The case for long-term, non-anthropocentric sustainability
Following these findings, the paper gives its own answers on the ethical dimensions. First, sustainability should be non-anthropocentric, meaning that both humans and nonhumans should be sustained for their own sake. This is motivated by the scientific observation that humans are members of the animal kingdom and part of nature, and that nonhumans often possess attributes that are considered to be morally significant, such as the ability to experience pleasure and pain or have a life worth living. Second, sustainability should focus on long timescales, including the astronomically distant future. This is motivated by a principle of equality across time: everything should be valued equally regardless of what time period it exists in.
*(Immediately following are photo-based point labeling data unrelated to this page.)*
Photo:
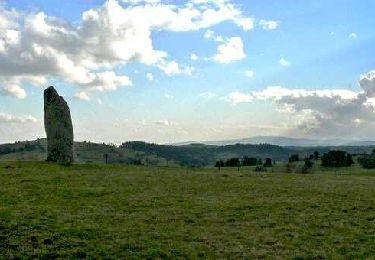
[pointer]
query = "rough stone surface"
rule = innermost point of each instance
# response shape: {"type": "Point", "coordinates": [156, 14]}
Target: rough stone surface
{"type": "Point", "coordinates": [59, 127]}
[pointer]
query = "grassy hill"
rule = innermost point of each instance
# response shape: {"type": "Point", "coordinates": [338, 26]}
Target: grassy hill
{"type": "Point", "coordinates": [119, 211]}
{"type": "Point", "coordinates": [162, 155]}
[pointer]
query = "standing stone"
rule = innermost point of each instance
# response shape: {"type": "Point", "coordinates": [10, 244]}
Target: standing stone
{"type": "Point", "coordinates": [59, 128]}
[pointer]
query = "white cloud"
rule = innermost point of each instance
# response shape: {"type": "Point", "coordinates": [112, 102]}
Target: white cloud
{"type": "Point", "coordinates": [249, 73]}
{"type": "Point", "coordinates": [207, 95]}
{"type": "Point", "coordinates": [321, 112]}
{"type": "Point", "coordinates": [168, 96]}
{"type": "Point", "coordinates": [86, 53]}
{"type": "Point", "coordinates": [149, 76]}
{"type": "Point", "coordinates": [246, 23]}
{"type": "Point", "coordinates": [231, 50]}
{"type": "Point", "coordinates": [82, 96]}
{"type": "Point", "coordinates": [10, 118]}
{"type": "Point", "coordinates": [13, 90]}
{"type": "Point", "coordinates": [194, 57]}
{"type": "Point", "coordinates": [237, 97]}
{"type": "Point", "coordinates": [268, 24]}
{"type": "Point", "coordinates": [210, 35]}
{"type": "Point", "coordinates": [173, 68]}
{"type": "Point", "coordinates": [285, 63]}
{"type": "Point", "coordinates": [367, 82]}
{"type": "Point", "coordinates": [163, 122]}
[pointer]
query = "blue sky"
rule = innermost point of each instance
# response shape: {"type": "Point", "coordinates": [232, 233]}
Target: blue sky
{"type": "Point", "coordinates": [204, 70]}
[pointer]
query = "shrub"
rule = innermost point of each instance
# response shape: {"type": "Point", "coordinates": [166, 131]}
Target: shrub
{"type": "Point", "coordinates": [294, 158]}
{"type": "Point", "coordinates": [268, 163]}
{"type": "Point", "coordinates": [337, 159]}
{"type": "Point", "coordinates": [367, 161]}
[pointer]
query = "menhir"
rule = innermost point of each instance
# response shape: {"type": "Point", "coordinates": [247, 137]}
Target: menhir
{"type": "Point", "coordinates": [59, 128]}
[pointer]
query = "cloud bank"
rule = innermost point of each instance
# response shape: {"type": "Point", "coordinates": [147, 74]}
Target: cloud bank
{"type": "Point", "coordinates": [35, 47]}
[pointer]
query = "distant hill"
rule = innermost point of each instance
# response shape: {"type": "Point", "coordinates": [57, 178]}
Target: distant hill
{"type": "Point", "coordinates": [286, 142]}
{"type": "Point", "coordinates": [195, 154]}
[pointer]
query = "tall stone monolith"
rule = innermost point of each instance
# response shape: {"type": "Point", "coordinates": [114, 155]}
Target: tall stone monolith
{"type": "Point", "coordinates": [59, 127]}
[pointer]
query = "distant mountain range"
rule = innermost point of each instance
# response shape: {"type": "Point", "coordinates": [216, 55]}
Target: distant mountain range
{"type": "Point", "coordinates": [287, 141]}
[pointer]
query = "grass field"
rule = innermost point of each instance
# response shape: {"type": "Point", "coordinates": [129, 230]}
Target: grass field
{"type": "Point", "coordinates": [114, 211]}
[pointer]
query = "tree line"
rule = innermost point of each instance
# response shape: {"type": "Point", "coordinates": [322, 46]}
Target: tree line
{"type": "Point", "coordinates": [245, 161]}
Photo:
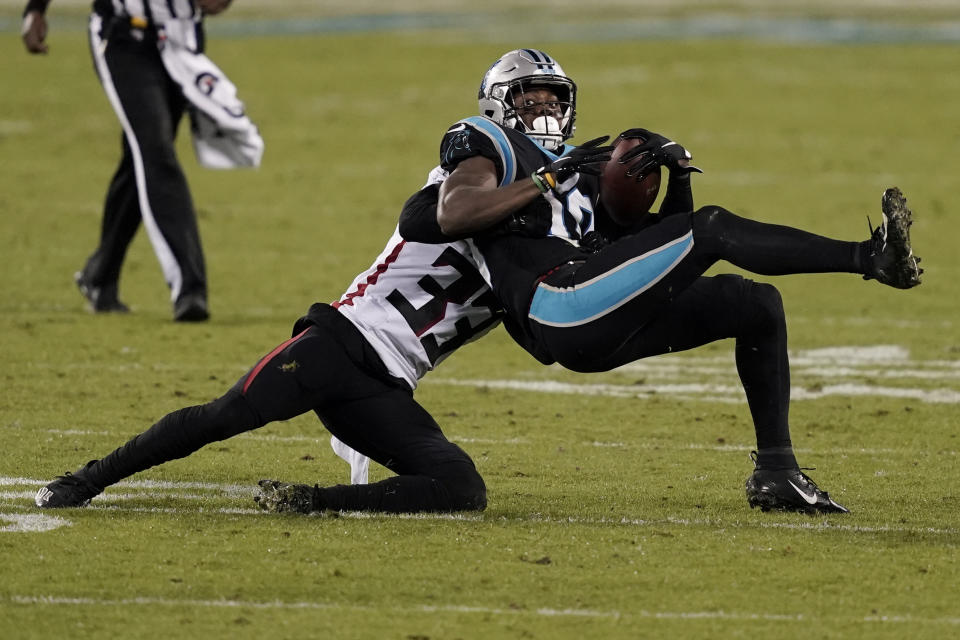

Third, a large amount of effort should be made toward sustainability, and optimization should be emphasized over sustainability where the two diverge. Long-term sustainability of any Earth-originating entities will eventually require expansion into space, making it necessary to first handle any major threats on Earth, such as global warming and nuclear warfare. Additionally, the astronomically distant future offers astronomically large opportunities for advancing moral value, making an objective to optimize moral value diverge significantly from an objective of sustaining moral value only.
Implications for AI
Finally, the paper presents implications of the above for AI.
- First, AI should be used to improve long-term sustainability and optimization. For current and near-term forms of AI, this includes addressing immediate threats to the sustainability of global civilization, such as global warming and pandemics.
- Second, attention should be paid to long-term forms of AI, which could be particularly consequential for long-term sustainability and optimization due to its potential. Long-term AI is seldom discussed in relation to sustainability, but the paper argues that these topics are a more appropriate focus for work on AI and sustainability. Long-term AI could bolster efforts to address threats such as global warming, and it could also pose threats of its own, especially for runaway AI scenarios. Furthermore, it could play an important role in space expansion, which is central to the long-term sustainability and optimization of moral value.
Between the lines
In sum, this paper calls for work on AI and sustainability to be specific about its ethical basis and to adopt non-anthropocentric, long-term oriented concepts of sustainability or optimization. In practice, that entails focusing on applying AI to address major global threats and improving the design of long-term AI, in order to ensure the long-term sustainability of civilization and to pursue opportunities to expand civilization into outer space. Actions involving AI are among the most significant ways to affect the distant future. The field of AI therefore has special opportunities to make an astronomically large positive difference.